Infirmière aventurière

Georgina Walter, Infirmière
1 nov. 2007

Georgina WalterLa douceur et la sérénité de Georgina Walter, infirmière spécialiste de clinique, camoufflent un certain goût pour l’aventure. Le besoin de satisfaire cet appétit explique en partie pourquoi elle a quitté Antigua, son pays natal, pour aller étudier les sciences infirmières en Angleterre dans les années 70.

« Lorsque j’ai décidé de m’inscrire au programme de soins infirmiers, je voulais surtout convaincre mes parents de me laisser voyager, rigole Mme Walter. Il était hors de question pour moi de me promener seule en Europe mais je suppose que l’école semblait fournir un encadrement sécuritaire où je pouvais être à l’abri des difficultés.»

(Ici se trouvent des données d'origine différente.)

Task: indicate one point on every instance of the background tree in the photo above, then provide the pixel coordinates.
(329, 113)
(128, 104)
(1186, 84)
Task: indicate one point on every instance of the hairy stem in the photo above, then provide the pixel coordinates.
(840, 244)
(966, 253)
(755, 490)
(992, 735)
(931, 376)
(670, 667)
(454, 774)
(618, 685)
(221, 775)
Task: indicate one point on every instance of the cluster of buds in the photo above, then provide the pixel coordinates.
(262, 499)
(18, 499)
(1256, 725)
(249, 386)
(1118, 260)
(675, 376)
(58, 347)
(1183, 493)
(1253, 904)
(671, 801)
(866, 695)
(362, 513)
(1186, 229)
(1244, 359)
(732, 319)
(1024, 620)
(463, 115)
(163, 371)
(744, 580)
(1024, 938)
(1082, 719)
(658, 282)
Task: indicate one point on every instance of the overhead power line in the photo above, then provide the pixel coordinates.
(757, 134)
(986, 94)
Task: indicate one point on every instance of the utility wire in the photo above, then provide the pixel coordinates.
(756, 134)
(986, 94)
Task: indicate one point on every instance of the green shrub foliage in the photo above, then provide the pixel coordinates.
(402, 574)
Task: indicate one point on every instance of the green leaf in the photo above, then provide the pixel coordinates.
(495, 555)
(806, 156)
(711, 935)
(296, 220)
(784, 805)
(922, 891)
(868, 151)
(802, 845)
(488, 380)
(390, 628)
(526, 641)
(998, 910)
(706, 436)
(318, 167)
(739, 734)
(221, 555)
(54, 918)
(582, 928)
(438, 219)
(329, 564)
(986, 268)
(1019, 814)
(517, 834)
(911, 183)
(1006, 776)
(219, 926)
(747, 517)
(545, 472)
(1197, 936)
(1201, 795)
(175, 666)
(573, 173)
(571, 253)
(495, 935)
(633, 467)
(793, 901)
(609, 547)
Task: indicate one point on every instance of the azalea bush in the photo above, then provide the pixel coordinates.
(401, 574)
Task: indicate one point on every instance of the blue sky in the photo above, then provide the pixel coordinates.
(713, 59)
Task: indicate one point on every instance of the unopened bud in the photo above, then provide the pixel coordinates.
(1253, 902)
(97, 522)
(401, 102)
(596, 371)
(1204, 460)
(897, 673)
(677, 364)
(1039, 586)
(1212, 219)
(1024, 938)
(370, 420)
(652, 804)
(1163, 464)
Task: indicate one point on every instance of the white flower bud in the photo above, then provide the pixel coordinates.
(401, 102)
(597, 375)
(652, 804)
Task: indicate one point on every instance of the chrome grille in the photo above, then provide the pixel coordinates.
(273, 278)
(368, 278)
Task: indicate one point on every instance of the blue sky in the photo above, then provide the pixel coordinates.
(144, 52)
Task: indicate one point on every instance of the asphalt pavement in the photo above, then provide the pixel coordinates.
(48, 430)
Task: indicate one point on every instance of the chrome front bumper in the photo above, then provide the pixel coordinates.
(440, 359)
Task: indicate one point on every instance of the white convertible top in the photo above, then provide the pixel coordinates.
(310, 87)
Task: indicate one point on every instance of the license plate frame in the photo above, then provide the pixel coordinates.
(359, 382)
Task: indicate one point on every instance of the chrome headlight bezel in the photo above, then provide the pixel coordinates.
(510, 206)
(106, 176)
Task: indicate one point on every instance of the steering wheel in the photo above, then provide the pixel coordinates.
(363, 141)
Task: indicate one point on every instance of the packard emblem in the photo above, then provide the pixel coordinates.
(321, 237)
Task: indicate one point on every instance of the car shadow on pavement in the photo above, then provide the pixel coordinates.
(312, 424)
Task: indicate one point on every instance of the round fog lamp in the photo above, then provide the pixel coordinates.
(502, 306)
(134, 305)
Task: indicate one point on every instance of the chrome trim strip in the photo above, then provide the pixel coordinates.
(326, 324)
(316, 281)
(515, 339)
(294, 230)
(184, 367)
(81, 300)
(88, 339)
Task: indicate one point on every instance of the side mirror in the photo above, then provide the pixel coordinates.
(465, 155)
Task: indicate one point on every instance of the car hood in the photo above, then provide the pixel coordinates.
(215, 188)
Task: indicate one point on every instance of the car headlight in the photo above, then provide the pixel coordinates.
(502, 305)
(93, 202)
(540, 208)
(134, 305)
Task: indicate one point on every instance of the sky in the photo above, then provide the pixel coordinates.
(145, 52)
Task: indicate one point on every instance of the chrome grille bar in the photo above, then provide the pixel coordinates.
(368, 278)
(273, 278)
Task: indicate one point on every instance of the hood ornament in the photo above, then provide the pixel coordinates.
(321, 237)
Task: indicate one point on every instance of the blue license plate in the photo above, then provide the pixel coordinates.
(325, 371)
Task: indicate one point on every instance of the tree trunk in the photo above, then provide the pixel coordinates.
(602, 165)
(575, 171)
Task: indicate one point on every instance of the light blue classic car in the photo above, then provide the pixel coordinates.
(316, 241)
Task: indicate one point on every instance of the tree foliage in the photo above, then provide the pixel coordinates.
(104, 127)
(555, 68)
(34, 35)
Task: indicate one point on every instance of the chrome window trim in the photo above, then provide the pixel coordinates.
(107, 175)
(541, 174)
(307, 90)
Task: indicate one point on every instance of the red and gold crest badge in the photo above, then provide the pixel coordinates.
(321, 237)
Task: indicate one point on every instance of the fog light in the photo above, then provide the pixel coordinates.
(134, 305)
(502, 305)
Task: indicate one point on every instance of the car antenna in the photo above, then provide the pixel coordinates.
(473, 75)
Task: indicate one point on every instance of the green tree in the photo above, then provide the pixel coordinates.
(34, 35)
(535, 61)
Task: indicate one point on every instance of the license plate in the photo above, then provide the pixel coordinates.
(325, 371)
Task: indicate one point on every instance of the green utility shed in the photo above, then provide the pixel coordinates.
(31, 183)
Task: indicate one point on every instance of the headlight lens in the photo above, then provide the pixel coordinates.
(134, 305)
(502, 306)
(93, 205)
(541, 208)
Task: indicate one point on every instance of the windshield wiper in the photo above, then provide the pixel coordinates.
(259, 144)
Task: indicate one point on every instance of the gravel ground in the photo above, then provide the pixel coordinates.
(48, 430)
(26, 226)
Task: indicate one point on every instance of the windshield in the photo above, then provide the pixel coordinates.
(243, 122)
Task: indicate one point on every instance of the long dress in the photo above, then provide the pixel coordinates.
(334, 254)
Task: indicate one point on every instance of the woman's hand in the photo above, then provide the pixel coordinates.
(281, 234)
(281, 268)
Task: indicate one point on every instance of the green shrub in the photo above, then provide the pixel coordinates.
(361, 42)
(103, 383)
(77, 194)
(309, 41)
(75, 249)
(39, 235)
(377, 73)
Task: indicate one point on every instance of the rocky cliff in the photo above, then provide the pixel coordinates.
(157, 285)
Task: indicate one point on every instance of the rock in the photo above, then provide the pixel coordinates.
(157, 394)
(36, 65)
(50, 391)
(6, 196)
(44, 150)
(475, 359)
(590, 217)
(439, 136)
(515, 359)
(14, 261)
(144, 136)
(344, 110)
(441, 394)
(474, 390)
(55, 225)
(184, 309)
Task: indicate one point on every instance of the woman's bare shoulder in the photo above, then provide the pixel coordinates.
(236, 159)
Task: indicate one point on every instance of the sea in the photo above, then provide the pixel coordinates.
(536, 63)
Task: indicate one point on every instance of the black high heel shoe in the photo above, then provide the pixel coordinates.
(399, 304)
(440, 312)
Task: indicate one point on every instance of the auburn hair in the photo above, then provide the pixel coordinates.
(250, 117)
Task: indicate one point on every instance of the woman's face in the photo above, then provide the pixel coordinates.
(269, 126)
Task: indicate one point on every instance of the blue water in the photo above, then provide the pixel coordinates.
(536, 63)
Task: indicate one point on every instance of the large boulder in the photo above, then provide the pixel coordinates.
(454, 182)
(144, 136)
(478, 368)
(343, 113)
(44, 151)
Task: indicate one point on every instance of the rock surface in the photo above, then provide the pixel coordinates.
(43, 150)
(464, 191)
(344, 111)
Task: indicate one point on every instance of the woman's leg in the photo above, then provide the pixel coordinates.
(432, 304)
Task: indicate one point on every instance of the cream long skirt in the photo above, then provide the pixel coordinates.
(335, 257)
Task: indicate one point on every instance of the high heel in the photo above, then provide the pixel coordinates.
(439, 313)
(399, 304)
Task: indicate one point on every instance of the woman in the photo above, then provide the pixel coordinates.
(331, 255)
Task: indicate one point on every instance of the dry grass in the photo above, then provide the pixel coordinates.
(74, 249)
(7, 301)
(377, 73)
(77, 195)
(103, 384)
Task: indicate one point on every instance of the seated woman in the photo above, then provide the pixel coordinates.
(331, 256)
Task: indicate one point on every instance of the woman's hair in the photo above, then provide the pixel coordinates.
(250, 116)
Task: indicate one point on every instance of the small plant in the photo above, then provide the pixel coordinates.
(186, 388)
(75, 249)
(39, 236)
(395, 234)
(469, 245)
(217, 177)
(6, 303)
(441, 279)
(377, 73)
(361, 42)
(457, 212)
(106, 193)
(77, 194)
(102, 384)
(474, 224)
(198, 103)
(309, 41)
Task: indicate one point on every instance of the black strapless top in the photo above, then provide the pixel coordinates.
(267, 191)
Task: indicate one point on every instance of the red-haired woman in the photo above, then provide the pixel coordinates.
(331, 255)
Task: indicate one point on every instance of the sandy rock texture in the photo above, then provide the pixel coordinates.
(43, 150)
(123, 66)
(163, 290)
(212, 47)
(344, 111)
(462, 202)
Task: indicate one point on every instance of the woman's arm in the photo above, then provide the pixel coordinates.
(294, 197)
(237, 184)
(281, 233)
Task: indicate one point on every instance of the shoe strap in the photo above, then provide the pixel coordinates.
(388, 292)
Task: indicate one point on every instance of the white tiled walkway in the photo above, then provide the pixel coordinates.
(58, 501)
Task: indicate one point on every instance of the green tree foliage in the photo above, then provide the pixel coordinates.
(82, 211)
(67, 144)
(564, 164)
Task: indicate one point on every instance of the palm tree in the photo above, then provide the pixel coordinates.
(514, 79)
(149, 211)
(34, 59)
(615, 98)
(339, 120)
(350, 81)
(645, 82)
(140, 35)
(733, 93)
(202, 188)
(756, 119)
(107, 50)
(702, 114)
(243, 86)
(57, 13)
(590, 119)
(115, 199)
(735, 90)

Heureusement, le séjour de Mme Walter se passe sans histoires. Elle obtient son diplôme en sciences infirmières et entame sa carrière dans un hôpital britannique. L’esprit d’aventure qui sommeille en elle se réveille une deuxième fois lorsque son mari se fait offrir un poste à Montréal. Peu après leur arrivée, elle commence à travailler à l’hôpital Royal Victoria en obstétrique à risque élevé. « Très tôt, j’ai réalisé que je préférais les soins infirmiers spécialisés, dit Mme Walter. Le contact humain est au cœur de tous soins infirmiers mais je trouve très stimulant d’être au courant des nouveaux développements et d’apprendre les nouvelles méthodes et technologies, et de découvrir de nouveaux médicaments.»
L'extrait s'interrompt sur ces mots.